The American bank believes it is in the right position to provide commodity financing services, as European banks short in US dollar liquidity have withdrawn from the market.

John Ahearn, global head of trade at Citi, tells GTR: “With the implementation of Basel III globally, what we’re seeing is that many of the European banks are being forced to deleverage quite significantly, they’re leaving different parts of the business sector, including commodities trade finance, so we think that there’s a competitive advantage for us to use that space at this time because we have an opportunity to take some market share.

“Depending on which statistics you use, 70 to 85% of the world’s trade flows is financed in US dollars. Because we are a US bank we have access to a significant amount of US dollars, we don’t have the same issues that the European and other banks have, so that’s another competitive advantage.”

He adds that Citi already works with large producers, banks and offtakers, but hasn’t really played in the middle sector of intermediaries such as broker-dealers yet. “With Basel III there’s a unique opportunity for us to lever that space where we don’t bank today and gain some significant market share.”

Citi’s commodity financing business will initially focus on the energy sector and is already doing a variety of transactions with “significant oil traders”, but aims to move on to metals, mining and soft commodities within three years.

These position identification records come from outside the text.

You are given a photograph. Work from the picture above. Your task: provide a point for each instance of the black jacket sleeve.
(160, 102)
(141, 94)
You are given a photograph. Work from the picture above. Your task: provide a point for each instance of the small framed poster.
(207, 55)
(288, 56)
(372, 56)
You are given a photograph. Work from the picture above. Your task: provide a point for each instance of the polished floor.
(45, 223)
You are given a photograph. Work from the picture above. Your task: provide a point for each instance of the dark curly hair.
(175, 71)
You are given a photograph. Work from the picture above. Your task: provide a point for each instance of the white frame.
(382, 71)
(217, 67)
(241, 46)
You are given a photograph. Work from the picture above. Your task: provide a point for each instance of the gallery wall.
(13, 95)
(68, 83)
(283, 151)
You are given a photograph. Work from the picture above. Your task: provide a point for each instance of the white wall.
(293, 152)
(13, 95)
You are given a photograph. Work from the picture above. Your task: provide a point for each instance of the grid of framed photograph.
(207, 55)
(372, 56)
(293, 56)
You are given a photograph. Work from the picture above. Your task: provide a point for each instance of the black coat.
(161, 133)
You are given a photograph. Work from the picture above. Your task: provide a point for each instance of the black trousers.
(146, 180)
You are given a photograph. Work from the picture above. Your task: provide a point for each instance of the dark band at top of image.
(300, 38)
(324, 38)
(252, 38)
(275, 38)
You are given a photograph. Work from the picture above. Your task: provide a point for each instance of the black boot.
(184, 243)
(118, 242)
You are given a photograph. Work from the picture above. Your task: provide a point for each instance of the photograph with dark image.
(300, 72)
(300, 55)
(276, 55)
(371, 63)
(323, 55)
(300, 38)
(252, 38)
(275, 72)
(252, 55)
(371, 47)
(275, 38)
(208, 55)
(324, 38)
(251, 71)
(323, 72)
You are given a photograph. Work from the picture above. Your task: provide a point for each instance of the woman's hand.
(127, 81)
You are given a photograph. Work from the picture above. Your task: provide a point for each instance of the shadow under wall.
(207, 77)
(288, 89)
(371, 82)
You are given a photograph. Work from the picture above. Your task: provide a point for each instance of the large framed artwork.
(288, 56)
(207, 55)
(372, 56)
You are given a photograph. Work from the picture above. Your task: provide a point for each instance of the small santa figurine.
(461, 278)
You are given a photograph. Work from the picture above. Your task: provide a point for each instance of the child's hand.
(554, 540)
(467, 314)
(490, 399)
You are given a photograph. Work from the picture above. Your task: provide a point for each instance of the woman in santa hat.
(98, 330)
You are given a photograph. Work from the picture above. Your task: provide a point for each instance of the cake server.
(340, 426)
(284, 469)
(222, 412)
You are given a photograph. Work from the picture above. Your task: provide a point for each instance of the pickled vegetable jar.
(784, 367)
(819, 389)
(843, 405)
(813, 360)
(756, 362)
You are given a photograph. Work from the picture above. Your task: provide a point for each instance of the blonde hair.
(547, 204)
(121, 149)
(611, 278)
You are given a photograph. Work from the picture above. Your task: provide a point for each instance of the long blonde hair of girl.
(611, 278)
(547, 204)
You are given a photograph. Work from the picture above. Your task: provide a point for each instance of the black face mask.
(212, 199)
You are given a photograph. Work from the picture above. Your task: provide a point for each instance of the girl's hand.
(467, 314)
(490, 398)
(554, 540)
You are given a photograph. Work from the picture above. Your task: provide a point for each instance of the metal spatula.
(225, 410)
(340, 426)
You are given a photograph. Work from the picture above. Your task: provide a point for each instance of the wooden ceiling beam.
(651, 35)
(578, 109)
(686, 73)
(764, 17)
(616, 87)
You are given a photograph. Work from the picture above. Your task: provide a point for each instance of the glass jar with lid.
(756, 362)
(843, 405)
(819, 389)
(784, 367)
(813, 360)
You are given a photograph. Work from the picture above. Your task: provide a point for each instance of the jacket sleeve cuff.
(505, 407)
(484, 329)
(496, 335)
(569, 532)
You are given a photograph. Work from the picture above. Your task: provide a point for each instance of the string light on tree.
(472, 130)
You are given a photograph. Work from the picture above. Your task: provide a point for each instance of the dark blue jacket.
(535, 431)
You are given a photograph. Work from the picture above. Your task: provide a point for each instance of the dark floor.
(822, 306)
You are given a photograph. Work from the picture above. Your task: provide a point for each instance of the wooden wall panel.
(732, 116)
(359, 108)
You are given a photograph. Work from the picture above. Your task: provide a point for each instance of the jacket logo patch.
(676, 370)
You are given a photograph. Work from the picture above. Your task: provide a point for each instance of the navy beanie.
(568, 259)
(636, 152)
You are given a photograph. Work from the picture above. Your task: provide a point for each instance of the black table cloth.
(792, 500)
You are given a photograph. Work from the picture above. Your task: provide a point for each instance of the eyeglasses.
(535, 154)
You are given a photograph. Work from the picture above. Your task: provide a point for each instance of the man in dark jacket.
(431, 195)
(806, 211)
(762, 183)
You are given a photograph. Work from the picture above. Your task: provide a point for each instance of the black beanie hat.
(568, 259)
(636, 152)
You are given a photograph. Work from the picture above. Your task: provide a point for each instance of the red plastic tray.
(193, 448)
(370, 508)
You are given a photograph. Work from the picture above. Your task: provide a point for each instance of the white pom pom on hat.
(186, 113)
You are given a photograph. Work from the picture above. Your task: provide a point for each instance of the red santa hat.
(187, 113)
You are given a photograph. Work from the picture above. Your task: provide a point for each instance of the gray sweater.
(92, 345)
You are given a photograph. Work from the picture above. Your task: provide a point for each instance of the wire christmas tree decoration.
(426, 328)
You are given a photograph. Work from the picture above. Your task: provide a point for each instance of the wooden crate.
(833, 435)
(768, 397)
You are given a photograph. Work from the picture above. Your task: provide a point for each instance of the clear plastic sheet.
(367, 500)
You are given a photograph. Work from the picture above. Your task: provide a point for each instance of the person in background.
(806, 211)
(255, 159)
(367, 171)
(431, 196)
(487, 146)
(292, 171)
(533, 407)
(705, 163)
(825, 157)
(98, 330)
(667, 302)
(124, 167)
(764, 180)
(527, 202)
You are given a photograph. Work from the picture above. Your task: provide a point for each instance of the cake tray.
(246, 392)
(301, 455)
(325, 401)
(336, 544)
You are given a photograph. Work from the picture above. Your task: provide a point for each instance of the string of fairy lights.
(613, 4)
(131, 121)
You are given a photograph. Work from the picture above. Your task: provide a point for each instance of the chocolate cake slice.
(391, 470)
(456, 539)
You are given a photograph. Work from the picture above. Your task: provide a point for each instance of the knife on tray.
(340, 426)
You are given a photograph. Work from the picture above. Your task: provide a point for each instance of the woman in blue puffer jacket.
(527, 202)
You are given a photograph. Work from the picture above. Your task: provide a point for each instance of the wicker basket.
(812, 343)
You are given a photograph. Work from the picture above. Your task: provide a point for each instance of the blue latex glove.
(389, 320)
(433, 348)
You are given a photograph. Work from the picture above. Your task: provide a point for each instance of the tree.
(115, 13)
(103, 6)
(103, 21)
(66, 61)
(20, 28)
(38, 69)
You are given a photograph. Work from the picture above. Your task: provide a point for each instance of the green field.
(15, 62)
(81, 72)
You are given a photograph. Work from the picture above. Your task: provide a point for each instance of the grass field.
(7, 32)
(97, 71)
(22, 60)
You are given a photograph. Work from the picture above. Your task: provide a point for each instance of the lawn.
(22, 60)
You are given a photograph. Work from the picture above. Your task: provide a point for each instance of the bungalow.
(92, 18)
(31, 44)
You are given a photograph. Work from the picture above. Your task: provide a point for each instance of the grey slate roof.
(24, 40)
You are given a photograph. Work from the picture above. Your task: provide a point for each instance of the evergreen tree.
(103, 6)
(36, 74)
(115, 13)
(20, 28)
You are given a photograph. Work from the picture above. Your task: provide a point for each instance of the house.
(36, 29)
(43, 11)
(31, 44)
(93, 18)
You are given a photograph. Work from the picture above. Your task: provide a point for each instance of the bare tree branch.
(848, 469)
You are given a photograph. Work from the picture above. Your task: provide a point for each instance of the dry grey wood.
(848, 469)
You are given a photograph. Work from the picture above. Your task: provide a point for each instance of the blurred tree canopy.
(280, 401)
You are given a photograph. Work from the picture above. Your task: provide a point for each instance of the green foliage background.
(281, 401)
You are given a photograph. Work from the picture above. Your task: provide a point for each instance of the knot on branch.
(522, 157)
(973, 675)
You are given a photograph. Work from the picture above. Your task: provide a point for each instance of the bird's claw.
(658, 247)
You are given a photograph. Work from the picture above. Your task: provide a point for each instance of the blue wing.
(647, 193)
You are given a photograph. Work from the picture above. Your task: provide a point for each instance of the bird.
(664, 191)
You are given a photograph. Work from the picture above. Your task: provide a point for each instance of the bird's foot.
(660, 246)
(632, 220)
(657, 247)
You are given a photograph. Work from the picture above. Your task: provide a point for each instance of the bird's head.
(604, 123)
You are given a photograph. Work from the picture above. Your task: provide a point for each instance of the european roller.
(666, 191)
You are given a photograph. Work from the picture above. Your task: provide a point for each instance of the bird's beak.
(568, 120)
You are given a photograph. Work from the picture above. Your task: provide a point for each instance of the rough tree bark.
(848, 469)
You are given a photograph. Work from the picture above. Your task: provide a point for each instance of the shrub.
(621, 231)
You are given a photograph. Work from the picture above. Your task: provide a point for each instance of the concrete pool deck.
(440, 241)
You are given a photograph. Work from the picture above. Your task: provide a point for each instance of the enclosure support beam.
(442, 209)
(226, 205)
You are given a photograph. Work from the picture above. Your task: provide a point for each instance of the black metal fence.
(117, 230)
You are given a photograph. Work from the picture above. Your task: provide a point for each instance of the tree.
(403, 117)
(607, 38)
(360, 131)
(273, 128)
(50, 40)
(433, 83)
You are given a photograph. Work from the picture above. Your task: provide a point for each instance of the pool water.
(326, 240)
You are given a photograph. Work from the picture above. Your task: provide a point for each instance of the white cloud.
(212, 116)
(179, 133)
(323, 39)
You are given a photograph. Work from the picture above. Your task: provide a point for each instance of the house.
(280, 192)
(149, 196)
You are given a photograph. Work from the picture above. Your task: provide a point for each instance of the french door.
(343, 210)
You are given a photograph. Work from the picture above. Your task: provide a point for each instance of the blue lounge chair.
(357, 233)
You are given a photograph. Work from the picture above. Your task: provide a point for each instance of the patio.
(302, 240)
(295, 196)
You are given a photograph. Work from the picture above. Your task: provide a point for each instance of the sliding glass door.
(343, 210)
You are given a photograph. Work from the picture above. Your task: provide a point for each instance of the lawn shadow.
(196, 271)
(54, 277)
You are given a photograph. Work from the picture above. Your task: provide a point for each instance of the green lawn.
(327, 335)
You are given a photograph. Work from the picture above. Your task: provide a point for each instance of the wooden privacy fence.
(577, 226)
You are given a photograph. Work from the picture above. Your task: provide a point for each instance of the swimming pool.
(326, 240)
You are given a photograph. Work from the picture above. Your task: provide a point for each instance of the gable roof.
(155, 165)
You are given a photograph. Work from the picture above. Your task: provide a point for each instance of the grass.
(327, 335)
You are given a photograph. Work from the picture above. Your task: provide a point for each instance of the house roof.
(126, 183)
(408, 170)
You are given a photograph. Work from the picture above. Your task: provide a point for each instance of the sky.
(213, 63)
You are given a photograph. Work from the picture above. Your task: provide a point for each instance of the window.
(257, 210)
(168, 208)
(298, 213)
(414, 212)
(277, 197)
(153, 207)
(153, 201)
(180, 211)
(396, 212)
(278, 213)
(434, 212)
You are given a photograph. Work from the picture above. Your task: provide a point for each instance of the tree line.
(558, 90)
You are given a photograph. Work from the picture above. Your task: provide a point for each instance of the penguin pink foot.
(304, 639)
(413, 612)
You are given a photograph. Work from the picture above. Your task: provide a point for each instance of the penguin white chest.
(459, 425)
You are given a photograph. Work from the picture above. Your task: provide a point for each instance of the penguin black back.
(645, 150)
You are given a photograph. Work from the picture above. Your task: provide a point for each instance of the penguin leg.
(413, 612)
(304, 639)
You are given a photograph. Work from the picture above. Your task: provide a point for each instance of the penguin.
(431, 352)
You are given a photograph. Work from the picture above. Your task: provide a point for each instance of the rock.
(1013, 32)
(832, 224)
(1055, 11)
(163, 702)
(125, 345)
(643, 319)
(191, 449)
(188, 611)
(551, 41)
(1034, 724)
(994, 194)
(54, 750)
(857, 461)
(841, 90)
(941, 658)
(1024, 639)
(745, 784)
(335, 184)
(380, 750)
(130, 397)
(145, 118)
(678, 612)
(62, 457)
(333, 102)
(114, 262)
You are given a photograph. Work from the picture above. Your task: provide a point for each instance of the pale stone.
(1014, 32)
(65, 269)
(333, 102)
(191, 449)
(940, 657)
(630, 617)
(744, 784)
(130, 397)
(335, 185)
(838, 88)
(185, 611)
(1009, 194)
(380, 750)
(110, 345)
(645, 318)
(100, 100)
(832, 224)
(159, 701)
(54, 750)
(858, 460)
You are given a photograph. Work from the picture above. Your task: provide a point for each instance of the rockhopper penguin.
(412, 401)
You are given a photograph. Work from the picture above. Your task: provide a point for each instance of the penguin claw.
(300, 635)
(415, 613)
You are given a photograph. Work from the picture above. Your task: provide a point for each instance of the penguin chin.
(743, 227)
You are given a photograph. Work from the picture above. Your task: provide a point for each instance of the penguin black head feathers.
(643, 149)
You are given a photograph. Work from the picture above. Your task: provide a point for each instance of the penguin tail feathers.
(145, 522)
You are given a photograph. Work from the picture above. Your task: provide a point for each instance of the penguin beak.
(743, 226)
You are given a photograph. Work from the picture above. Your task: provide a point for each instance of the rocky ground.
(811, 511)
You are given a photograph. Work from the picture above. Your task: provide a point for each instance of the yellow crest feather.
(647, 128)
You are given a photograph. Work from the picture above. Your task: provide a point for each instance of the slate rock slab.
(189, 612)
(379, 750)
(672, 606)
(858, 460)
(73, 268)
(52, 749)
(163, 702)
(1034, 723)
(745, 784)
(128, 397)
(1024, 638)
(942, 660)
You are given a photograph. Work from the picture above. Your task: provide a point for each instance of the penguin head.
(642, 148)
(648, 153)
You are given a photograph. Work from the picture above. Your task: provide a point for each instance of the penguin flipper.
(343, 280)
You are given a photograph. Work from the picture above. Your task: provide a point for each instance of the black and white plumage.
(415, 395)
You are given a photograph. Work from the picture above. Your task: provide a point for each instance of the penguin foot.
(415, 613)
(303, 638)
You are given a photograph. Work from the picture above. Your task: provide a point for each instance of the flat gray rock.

“It fits into our franchise better; we have franchises in Australia, South Africa and Brazil for example for the metals and mining sector so we have a natural synergy there. In the soft commodities we also have good access but the network penetration is not as deep as it is in the metals and mining.”

The bank has hired Kris Van Broekhoven from Deutsche Bank to head the unit, and confirms to GTR that it will make more appointments in this space.

Citi is also expanding its export credit agency (ECA) business team headed by Valentino Gallo, with the appointment of Ae Kyong Chung as global head of export and agency finance distribution. The bank has also recruited Georges Romano as regional head of export and agency finance for Latin America.

“Citi is number one in the world in ECA financing, and this business is growing dramatically, as capital markets aren’t as efficient as they used to be – this is evidenced by the reauthorisation of US Exim earlier this year. We have strengthened our Latin America team, and at the moment the banks come in and hold assets, but the business model has to change there, holding all of the assets on the banks’ balance sheet is not the right way anymore, banks need to bring in new investors and distribute their assets more.

“There will also be appointments in the ECA business, but not in the pure booking hold kind of business; it will be more on the origination side,” Ahearn adds.